The Blue gularis. That's interesting. How did it because with fish keeping. I send you a picture for comparison.



Is it the same?


----------



## Jet

Arthur7 said:


> The Blue gularis. That's interesting. How did it because with fish keeping. I send you a picture for comparison.
> 
> 
> 
> 
> 
> Is it the same?


Yes I believe so. Mine are more yellow coloured around the belly/flanks, but I'd expect colour to vary. I haven't posted any pics of any of my tanks here yet, call me lazy, but I will take some soon and post some of my killies. Beautiful fish again, BTW.


----------



## majerah1

Beautiful! It has been some time since we had someone wanting to share pictures of Killie fish.


----------



## Arthur7

for Jet
Yes, he is. The colors may vary. The names have been changed several times. Fundulus sjoestedti; Blue gularis; Fundulopanchax sjoestedti; Aphyosemion coeruleum; Aphyosemion sjoestedti (to my knowledge valid). I have grown it for several years. He's big, 4-5 inches but not aggressive. If desired, I can say more.
I'm curious about the pictures.


----------



## Arthur7

Jet said:


> Yes I believe so. Mine are more yellow coloured around the belly/flanks, but I'd expect colour to vary. I haven't posted any pics of any of my tanks here yet, call me lazy, but I will take some soon and post some of my killies. Beautiful fish again, BTW.

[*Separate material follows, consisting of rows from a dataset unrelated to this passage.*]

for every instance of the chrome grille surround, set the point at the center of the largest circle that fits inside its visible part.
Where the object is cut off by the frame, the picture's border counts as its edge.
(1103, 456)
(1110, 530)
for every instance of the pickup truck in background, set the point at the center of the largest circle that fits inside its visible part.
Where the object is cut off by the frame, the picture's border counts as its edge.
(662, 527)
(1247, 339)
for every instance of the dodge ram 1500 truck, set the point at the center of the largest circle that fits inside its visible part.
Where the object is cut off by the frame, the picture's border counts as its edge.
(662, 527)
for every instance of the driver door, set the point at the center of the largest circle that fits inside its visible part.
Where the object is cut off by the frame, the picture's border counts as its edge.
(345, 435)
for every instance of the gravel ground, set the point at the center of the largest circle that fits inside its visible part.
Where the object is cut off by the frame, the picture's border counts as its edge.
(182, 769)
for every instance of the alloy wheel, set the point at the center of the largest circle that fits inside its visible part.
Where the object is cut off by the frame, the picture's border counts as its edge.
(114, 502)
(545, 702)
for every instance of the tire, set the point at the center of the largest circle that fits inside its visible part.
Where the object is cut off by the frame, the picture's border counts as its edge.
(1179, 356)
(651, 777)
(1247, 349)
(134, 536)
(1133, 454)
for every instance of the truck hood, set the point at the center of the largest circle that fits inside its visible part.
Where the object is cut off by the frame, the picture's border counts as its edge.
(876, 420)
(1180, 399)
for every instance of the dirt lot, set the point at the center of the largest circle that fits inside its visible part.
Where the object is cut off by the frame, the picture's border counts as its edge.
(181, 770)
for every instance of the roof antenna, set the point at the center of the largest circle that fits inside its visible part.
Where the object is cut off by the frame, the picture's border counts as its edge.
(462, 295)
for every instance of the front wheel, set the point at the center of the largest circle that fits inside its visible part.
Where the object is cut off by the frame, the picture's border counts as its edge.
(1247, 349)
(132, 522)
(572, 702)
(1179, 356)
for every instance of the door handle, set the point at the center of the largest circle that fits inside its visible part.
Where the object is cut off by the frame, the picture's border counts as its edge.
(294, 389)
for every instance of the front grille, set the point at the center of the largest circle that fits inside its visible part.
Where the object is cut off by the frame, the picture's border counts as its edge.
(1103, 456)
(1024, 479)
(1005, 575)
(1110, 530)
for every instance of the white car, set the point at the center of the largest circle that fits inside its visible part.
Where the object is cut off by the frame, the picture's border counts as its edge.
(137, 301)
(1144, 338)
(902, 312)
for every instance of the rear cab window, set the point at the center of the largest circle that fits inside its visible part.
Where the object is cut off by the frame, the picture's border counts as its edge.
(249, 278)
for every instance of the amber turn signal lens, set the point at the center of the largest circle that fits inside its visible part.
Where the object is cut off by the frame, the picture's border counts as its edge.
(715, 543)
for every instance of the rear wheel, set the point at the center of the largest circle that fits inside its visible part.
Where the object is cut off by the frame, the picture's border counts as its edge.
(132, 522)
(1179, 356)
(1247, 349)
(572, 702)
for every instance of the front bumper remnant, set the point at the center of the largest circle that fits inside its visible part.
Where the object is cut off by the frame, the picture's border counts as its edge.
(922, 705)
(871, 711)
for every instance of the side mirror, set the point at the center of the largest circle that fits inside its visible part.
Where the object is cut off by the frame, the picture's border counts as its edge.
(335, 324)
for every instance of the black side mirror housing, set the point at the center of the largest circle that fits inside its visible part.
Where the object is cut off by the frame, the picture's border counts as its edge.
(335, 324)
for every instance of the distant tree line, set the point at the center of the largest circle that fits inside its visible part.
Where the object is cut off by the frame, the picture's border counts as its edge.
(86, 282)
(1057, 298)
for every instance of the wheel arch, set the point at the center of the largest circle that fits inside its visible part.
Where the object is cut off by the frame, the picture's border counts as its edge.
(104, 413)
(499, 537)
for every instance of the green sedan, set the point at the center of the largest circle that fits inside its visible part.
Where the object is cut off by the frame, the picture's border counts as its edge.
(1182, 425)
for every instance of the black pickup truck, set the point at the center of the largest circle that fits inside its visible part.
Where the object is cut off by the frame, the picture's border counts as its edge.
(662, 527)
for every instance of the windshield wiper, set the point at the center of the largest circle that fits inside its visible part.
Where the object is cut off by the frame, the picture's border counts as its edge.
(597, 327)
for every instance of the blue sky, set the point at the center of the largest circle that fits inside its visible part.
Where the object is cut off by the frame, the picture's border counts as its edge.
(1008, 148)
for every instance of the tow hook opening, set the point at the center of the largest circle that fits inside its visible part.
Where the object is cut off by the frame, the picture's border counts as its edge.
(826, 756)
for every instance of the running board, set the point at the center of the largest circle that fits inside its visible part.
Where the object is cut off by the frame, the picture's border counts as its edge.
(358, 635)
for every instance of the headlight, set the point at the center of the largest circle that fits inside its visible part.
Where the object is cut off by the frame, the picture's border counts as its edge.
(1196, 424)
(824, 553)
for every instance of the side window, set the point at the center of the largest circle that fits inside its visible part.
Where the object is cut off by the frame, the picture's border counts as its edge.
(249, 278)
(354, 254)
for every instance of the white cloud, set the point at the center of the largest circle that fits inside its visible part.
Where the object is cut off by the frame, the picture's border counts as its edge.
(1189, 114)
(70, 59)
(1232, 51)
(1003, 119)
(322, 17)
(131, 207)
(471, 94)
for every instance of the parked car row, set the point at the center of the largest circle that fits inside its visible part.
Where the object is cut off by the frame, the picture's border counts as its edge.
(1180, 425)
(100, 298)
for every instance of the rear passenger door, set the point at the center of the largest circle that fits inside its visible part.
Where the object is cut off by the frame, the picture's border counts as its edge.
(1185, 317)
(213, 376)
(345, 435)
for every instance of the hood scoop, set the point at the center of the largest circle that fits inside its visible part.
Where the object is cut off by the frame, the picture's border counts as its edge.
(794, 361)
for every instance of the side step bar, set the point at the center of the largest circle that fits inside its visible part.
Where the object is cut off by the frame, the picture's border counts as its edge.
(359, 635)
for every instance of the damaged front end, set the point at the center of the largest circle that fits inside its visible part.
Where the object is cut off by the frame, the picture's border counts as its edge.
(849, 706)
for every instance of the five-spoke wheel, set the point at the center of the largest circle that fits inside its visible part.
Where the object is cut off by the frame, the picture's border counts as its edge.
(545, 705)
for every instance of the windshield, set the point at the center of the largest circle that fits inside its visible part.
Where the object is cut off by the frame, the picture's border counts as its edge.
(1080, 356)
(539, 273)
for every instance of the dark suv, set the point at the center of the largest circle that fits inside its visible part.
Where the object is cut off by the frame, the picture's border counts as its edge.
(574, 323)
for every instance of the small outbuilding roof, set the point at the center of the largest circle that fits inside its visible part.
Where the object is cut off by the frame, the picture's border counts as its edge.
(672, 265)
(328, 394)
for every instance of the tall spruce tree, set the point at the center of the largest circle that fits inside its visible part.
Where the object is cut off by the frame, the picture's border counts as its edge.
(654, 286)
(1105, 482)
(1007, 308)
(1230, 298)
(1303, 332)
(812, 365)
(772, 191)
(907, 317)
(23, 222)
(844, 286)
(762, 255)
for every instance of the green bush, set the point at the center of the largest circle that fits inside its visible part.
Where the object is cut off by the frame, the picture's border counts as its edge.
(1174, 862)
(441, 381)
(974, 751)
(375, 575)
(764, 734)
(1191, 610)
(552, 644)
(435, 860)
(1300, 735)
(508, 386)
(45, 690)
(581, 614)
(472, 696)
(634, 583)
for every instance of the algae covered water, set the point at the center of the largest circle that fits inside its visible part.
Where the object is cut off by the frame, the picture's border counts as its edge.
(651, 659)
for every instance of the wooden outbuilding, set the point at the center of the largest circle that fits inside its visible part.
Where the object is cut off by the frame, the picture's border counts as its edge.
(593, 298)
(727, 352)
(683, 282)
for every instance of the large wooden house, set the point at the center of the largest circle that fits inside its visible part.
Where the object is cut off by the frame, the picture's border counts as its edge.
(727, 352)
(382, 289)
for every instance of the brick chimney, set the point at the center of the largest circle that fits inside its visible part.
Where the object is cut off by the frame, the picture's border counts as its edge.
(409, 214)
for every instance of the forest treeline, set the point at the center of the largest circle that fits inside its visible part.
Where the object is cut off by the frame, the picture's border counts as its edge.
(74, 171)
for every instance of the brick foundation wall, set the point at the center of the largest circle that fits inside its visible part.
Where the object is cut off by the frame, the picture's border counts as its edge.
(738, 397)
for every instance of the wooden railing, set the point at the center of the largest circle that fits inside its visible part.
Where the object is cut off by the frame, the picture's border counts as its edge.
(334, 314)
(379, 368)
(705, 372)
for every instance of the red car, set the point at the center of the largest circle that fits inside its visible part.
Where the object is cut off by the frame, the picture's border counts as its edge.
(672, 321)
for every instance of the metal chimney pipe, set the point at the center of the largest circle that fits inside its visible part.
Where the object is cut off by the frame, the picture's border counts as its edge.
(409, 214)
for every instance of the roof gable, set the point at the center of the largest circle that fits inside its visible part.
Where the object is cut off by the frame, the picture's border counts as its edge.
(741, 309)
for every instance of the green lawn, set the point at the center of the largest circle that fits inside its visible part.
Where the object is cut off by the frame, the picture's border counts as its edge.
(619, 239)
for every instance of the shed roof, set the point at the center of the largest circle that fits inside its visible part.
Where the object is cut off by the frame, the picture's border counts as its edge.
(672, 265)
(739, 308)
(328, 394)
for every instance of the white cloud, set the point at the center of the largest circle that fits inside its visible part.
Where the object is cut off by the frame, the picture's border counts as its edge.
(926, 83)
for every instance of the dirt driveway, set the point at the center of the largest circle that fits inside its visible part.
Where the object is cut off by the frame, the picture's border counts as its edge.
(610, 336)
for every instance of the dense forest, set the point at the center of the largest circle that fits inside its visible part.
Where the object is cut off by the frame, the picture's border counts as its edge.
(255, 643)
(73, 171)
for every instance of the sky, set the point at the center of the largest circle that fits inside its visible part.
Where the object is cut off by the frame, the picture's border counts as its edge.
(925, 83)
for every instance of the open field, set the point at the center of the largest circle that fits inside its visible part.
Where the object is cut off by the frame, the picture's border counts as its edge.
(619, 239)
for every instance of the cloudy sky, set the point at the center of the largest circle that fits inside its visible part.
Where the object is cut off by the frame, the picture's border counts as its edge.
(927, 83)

I happen to have seen the 4 pictures in your gallery.
There are very nice A. sjoestedti. With more red in the tail and on the sides. If you have further multiplied the fish?


----------



## Woldera

hello Arthur 

Do you still have the scriptaphyosemion liberiense. Beautiful species. Som 35 years ago I had these fish, I bought them as Rollofia Bertholdi. Since then I have never seen this fish again until I googled again last sunday and saw your pictures. Iimmediately made an account on this forum. I would be very pleased if I would be able to get some eggs

regards Alje Woldering Assen Netherlands


----------



## susankat

A few years ago I kept several species of killies, I still have pics but most I cant remember the names, (old timers disease). I still have a group of local wild caught killies that the locals called them pink lemonades.


----------



## big b

hmm got any pics of pink lemonade?and i have not seen you before jet and everybody on here knows i am on here a lot.so nice to meet you i am big b


----------



## Woldera

he Arthur, I know Jan Willem. I will ask him. It's a pity that you no longer have them. I don't think we have them in our KFN community (i have a species list)
Are you a member of the DKG? Can you remember who gave you these fishes.
My search will go one I hope!

best regards Alje


----------



## Arthur7

It is possible that I had this from Mr. Ulmke from Dortmund. DKG I am not a member.
If you have a species list, I might later one search. But that's not such a hurry.

Good luck with the search
regards


----------



## Woldera

hallo Arthur,

here is my species list:

Aphyosemion ahli lobe JVC 08
A australe
A australe goud
A celiae CRC 21 Tege
A gabuense gabuense GBG 93/30
A Louessense RPC 78/33
A Ottogartneri Lutete
A calliurum funge
A congicum
A striatum
Chromaphyosemion biteaeniatum Ijebu ode
C poliaki bolifamba
Fundulopanchax oeseri GEHMS 00/45
F spoorenbergi
F scheeli
Scriptaphyosemion Schmitti Juarzon

I will keep you informed about my search

regards Alje


----------



## Arthur7

Thank you for the list.

You have the bitaeniatum? Is it this?


----------



## Woldera

its more likte this:


best regards Alje


----------



## Arthur7

Your fish are even more beautiful. The fins longer. But an affinity exists. The fish on my picture we called A. bivittatum, Lönnberg. He was very much renamed. I have been looking for it.
Now I have all basins full of fish. I must first make you free.
Sometime perhaps we could do something. The distance is not so great.

friendly greetings


----------



## coralbandit

As I struggle with my German Blue Rams,I see what both of you have to offer!
WOW what great looking fish!
I guess I always still have time to try out killies someday!Hopefully sooner then later,those are some INCREDIBLE LOOKING FISH!!!!


----------



## Arthur7

It is advantageous: Killies are satisfied with a smaller aquarium.
But throughout the year must be safe live food base.
Butterfly cichlids are my dream. But since I needed larger tanks.


----------



## discusbreeder

In the seventies I bred several species of killifish. They were really popular for a while and then the fervor died out. I have rarely seen good specimens for sale since then but may go back into them before long.


----------



## Arthur7

It is very true what you say.
From '65 bis'89 we were a big club. 120 members. all dealers of the city at the table. The carp hosts (a cooperative) in the club. We had to catch a permit card for fleas. 30 to 40 ponds (how far one wanted to go.) The card cost 12 marks a year. Trawl was allowed.
This knew the dealers who were killies with whom. This is important for Nothobranchius, because since the transfer must go quickly.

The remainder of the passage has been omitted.